By: Our Correspondent

A Chinese crackdown on corruption and a faltering mainland economy have had a devastating effect on the economy of Macau, with gross gaming revenue falling for the 25th straight month, an 8.5 percent decline in June to 15.9 billion Macanese patakas (US$2 billion) according to the Gaming Inspection and Coordinating Bureau.

The once-sleepy former Portuguese enclave, which was handed back to China in 1999, lives and dies on gambling, with 94 percent of GDP derived from the services sector, which almost entirely services the gaming industry. Together, gambling and restaurants and hotels make up 26 percent of the economy.  A full quarter of its population is engaged in the gambling trade, with another 15 percent employed by hotels and restaurants, which to a large extent service gaming. Gambling taxes provide 70 percent of government revenue.

After the handover, Macau underwent a tremendous boom, with the monopoly on gambling enjoyed by tycoon Stanley Ho ending in 2002 and with international casino companies storming into the enclave. Operating concessions were granted to Wynn Resorts, Galaxy Entertainment Group, Las Vegas Sands and a partnership between MGM Mirage and Pansy Ho Chiu-king, Stanley Ho’s daughter. Eventually, the number of international casinos grew to six , with another 16 operated by Stanley Ho’s Sociedade de Turismo e Diversões de Macau, SA; abbreviated as STDM.

In 2015, in a city with only 592,700 residents, tourism arrivals were 30.71 million, down by 811,000 according to the enclave’s Statistics and Census Service, a 2.6 percent annual drop.  The immigration centers to the city are a tremendous scrum, with thousands of people arriving by the hour. The release noted that Macau casino GGR generated by mass-market gaming during the first six months of 2016 accounted for 53.1 percent of the total; i.e. a 10-percentage point increase in year-on-year terms in the contribution of mass-market play to total casino GGR.

VIP total gaming revenue – the high-rollers who represent the cream of gaming revenues – was off by 17.3 percent in the first half of 2016, while the so-called grind market – the millions of people who swam in daily – declined by 3.6 percent year on year, a result of the Macau government’s attempts to diversify its gaming sector, according to a Macau government release. 
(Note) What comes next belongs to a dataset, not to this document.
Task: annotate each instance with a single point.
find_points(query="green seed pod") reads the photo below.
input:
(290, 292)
Undaunted, two new casinos are expected to open in the next few months. Wynn Palace, the new Cotai casino resort developed by Wynn Macau Ltd, is scheduled to open on Aug. 22, according to a statement issued in June. Sands China Ltd., another Las Vegas-based casino operator, said it would open its new Parisian Macao in mid-September. The government, in its announcement of gaming revenue totals, said it anticipated that the opening of the two resorts would fuel additional tourist arrivals.

The casinos themselves famously attracted thousands, perhaps tens of thousands, of corrupt Chinese officials gambling away state-generated funds. The Chinese government began to crack down a few years later. But in 2012, after the conclusion of the 18th National Congress of the Communist Party of China brought Xi Jinping to power as the head of the communist party and the country’s paramount leader, Xi kicked off what has been called the largest anti-corruption movement in Chinese history, going after both “tigers and flies” – corrupt high-level officials and local civil servants alike.
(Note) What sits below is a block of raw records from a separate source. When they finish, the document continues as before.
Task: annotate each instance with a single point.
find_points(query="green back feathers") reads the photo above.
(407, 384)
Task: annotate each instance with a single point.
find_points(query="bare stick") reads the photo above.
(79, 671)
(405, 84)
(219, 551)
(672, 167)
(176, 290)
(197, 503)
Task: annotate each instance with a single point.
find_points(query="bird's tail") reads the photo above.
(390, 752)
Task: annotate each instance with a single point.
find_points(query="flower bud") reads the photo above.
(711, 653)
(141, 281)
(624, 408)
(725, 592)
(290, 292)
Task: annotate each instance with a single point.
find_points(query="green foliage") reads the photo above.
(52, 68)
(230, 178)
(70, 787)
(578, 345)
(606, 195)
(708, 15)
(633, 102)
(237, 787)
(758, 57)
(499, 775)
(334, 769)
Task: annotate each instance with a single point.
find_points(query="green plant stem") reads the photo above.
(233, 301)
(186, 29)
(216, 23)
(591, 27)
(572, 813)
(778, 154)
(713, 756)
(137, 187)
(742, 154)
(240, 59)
As has widely been reported, at least 120 high-ranking officials have been nailed including four national leaders, the senior executives of many state-owned enterprises and others. More than 100,000 people so far have been indicted for corruption. Macau, the only place in China where gambling was legal, entered the ice age.

There seems to be little hope on the horizon. June, the last month for which there are figures, average daily revenue was 529 million patakas, down 11 percent from May and falling faster than for the yearly average.  The rating firm Moody’s forecast a 6 percent annual contraction for 2016 and said a 2017 recovery is “increasingly unlikely. We expect that growth will continue to contract over our rating horizon of the next two to three years, although the pace of decline should slow,” Moody’s reported.
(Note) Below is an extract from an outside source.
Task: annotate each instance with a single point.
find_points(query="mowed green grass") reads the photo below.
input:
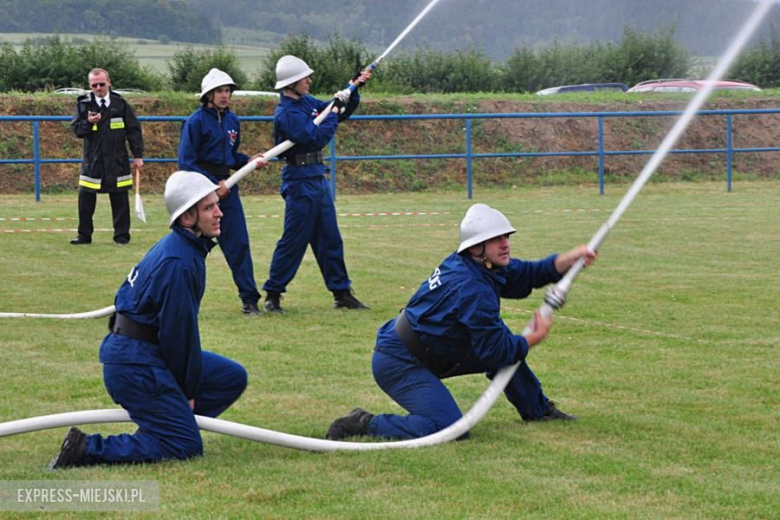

The other problem for Macau is the Chinese economy, which is said to be growing at a 6.7 percent annual clip. But it appears that state-owned enterprises provided the bulk of investment as the government used policy stimulus to drive growth. Momentum now appears to have moderated again. Private sector investment hit an all—time low in May. Real estate investment, one of the drivers of growth, has stalled again, all of which have generated concerns about the real quality of expansion.  Macau, given the millions of mainland punters who swarm the casinos, is extraordinarily sensitive to China’s economy.